We’ve all heard that the definition of insanity is doing the same thing over and over but expecting different results. The online ad industry is vocal about the need for more brand advertising to move online as consumers tune out offline advertising on TV and in magazines. However, even with the emergence of accountable, brand-friendly ad formats – such as Cost Per View (CPV) video, and Cost Per Engagement (CPE) – little of the estimated 20% uptick in online advertising this year went to brand campaigns.
Most marketers continue to do what they have always done while expecting improved brand advertising results. And agencies and publishers are doing the same and expecting to take more brand dollars from TV. If the industry really wants to change the flow of brand ad dollars we must show that online brand advertising can change consumer behavior. To do this, we must change our own behavior regarding online brand advertising measurement.
Stop Worrying about the ‘View’
Brand advertising is not about views or clicks, and the sooner we eliminate these failed, legacy approaches as the underlying industry metric for online advertising, the better.
As part of the online brand building effort, advertisers and marketers need to feel confident that their online investments are working towards measurable brand building goals, and they have the right metrics that can accurately demonstrate success across their campaigns.

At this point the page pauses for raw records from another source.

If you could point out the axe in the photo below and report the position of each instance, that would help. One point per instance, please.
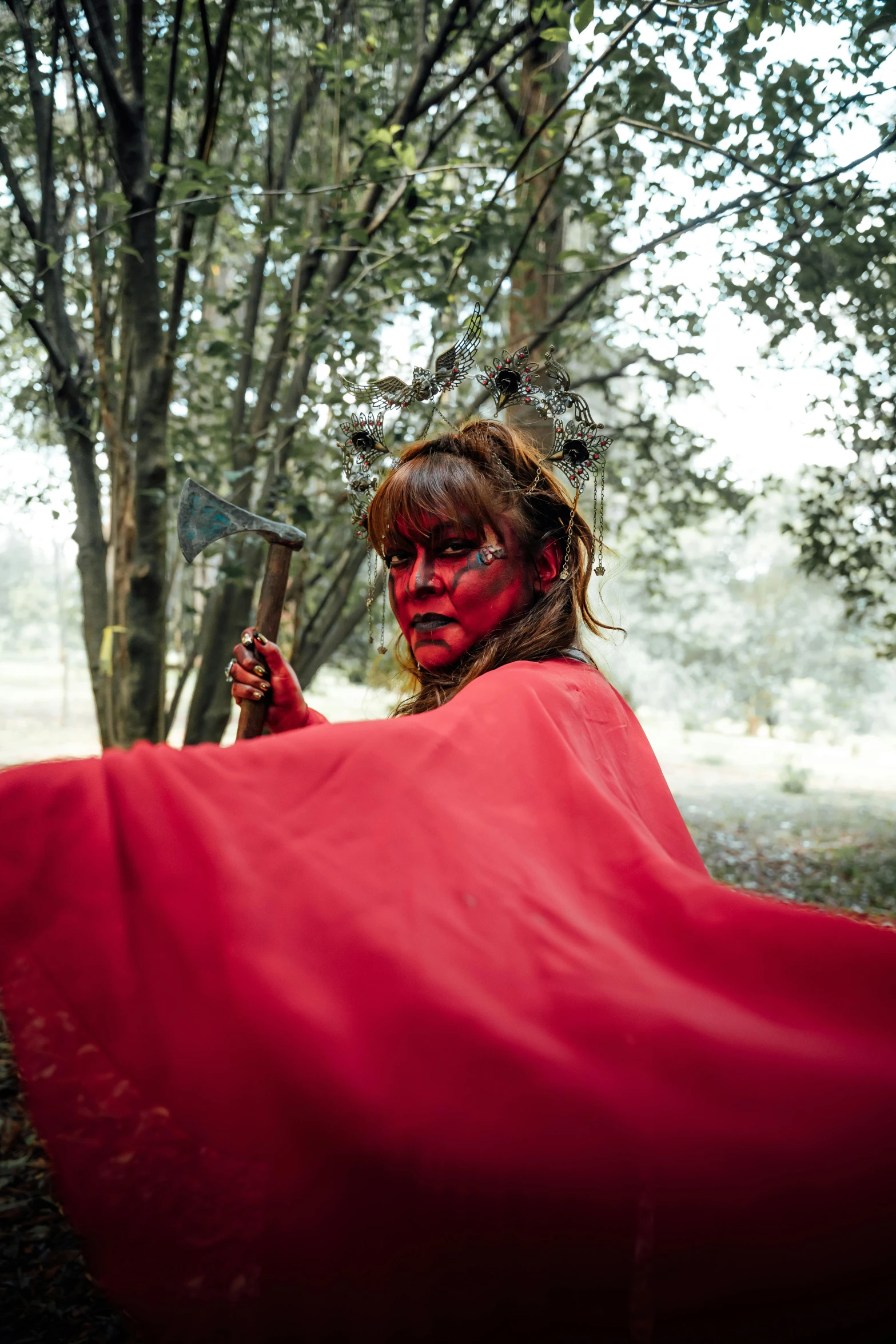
(205, 518)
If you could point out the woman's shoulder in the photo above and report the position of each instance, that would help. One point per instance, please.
(570, 677)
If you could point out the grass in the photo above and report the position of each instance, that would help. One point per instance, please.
(800, 846)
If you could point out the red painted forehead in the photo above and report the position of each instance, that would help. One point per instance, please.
(430, 527)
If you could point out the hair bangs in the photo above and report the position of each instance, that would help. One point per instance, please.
(440, 486)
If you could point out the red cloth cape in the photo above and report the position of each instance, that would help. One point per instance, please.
(437, 1028)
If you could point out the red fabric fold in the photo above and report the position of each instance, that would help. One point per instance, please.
(437, 1028)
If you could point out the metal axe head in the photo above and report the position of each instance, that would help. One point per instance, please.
(205, 518)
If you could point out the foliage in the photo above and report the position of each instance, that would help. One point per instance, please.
(736, 632)
(220, 209)
(821, 851)
(821, 253)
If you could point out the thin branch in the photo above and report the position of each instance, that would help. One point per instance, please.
(78, 63)
(535, 214)
(750, 201)
(18, 195)
(210, 50)
(408, 108)
(66, 382)
(480, 62)
(503, 94)
(702, 144)
(480, 93)
(135, 41)
(555, 110)
(170, 98)
(104, 46)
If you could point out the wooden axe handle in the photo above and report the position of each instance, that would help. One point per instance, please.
(270, 605)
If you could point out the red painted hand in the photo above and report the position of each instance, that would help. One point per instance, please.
(286, 709)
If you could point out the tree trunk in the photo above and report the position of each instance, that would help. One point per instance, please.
(91, 548)
(532, 280)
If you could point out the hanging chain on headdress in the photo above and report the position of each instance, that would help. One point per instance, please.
(371, 582)
(564, 571)
(598, 520)
(382, 647)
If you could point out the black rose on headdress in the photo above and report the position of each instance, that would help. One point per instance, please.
(579, 451)
(509, 379)
(363, 439)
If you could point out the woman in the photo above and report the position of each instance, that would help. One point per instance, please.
(436, 1028)
(473, 535)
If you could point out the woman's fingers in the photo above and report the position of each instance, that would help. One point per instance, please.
(249, 662)
(249, 678)
(241, 691)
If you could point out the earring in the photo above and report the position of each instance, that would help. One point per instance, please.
(597, 531)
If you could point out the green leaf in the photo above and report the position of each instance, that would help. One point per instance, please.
(585, 15)
(756, 15)
(406, 155)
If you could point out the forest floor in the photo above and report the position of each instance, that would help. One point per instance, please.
(806, 822)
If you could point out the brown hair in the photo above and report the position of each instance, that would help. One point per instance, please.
(488, 475)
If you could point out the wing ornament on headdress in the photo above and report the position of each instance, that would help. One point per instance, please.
(360, 450)
(509, 379)
(452, 367)
(558, 400)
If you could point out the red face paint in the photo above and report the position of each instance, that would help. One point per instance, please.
(452, 589)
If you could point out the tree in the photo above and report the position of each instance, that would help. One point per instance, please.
(828, 260)
(218, 209)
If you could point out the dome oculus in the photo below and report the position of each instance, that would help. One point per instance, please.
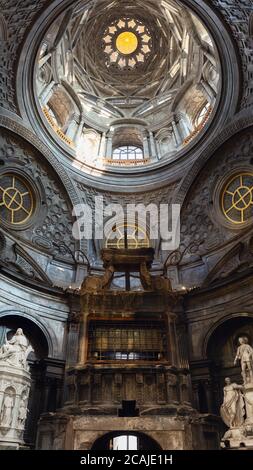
(127, 43)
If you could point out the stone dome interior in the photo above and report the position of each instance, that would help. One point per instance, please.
(128, 83)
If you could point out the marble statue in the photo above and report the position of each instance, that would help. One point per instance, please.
(7, 409)
(232, 409)
(15, 385)
(245, 355)
(15, 351)
(23, 410)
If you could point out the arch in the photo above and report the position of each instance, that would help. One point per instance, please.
(62, 175)
(218, 324)
(145, 440)
(50, 337)
(109, 177)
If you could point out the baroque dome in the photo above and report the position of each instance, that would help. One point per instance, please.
(127, 84)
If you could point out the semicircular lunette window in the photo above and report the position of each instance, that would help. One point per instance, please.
(237, 199)
(127, 237)
(16, 200)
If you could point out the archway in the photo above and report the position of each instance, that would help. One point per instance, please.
(126, 440)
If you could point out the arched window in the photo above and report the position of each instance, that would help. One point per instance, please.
(202, 114)
(128, 152)
(127, 236)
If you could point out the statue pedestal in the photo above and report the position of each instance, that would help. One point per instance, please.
(237, 438)
(248, 397)
(15, 386)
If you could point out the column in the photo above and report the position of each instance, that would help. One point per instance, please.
(102, 147)
(44, 59)
(172, 341)
(159, 151)
(176, 133)
(109, 147)
(208, 91)
(79, 130)
(72, 127)
(152, 146)
(145, 147)
(47, 93)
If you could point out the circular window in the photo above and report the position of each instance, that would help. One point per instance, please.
(237, 198)
(127, 43)
(17, 201)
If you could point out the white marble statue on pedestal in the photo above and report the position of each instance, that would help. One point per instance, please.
(15, 382)
(233, 409)
(245, 355)
(237, 407)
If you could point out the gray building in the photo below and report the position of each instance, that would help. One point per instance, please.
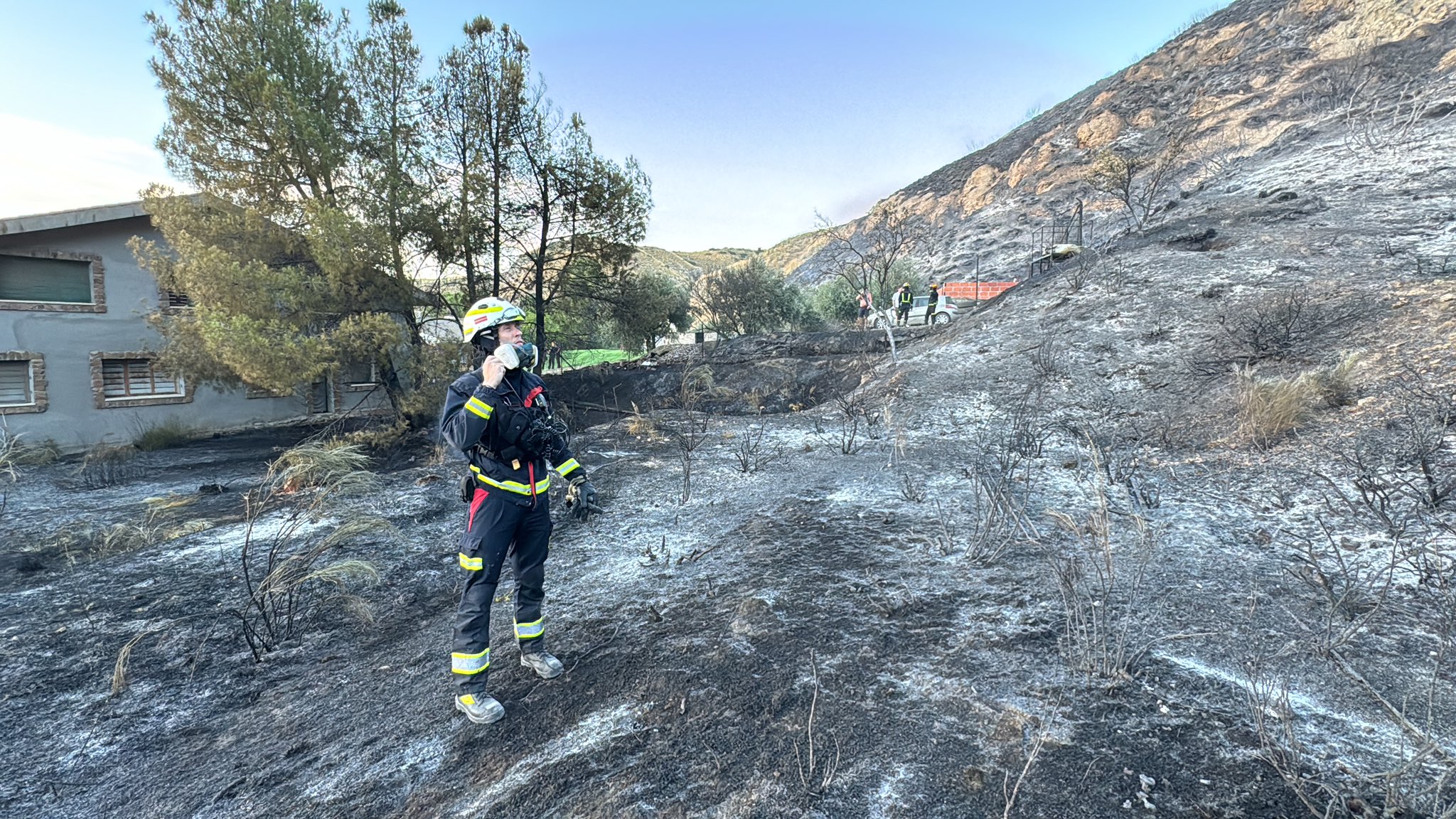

Instead, what they find with CTR is a metric with limited ability to measure if a campaign or message actually resonated with consumers. Branding is emotive and the science behind measuring it can’t be limited to a simple click counter. Clicking an image has almost no bearing on a consumer’s recall, favorability or purchase intent.
Make Measurement Simple
So what’s the alternative measurement for brand campaigns? If the past is prologue, we can assume the answer is a more complex, acronym-laden scale or dashboard that in the end doesn’t provide better measurement of brand campaign effectiveness than CTR. And that would be a shame.
Instead, let’s go the other way and make things simple (again, changing our behavior). Let’s focus on engagement defined in this way: Did someone interact with the ad in a meaningful way (no errant mouse roll-overs, for example)? Did they comprehend the brand message? Did that message create a memory associated with the brand? Did that association positively impact a potential purchasing decision?
That seems easy, right? With these types of metrics in place, it becomes both possible and rational to pay for behaviors instead of paying for views, click-throughs or impressions. More importantly for publishers, it implies a big shift away from selling discounted audiences to selling premium behaviors, where a publisher can charge on a performance-basis when a user shares a link, watches a complete online video, prints a coupon, types a brand message into a box, or initiates a transaction of any sort. Behold, performance-based branding!
So What Does This Mean for Publishers?
Publishers who understand the behavioral patterns of their audience, and can translate that audience behavior into participation, will have a competitive advantage. With performance metrics in place, publishers will be able to sell behaviors and build advertising campaigns that can measurably deliver on both branding and business goals. This is a virtuous cycle: marketers will pay handsomely to buy distinct behaviors, which will afford publishers the opportunity to consistent improve their content.
This year, you can expect to see more online brand campaigns designed to produce specific user behaviors. And marketers will only pay when users take those actions. Marketers have already come to expect this from some forms of online advertising. Supported by better math and science, online brand advertising will finally have a more coherent story for marketers and media buyers, and attract the bigger budgets that have so far eluded the medium. Agencies and publishers who continue to transact on a lowest common denominator basis will see a race to the bottom for their services and inventory, alike.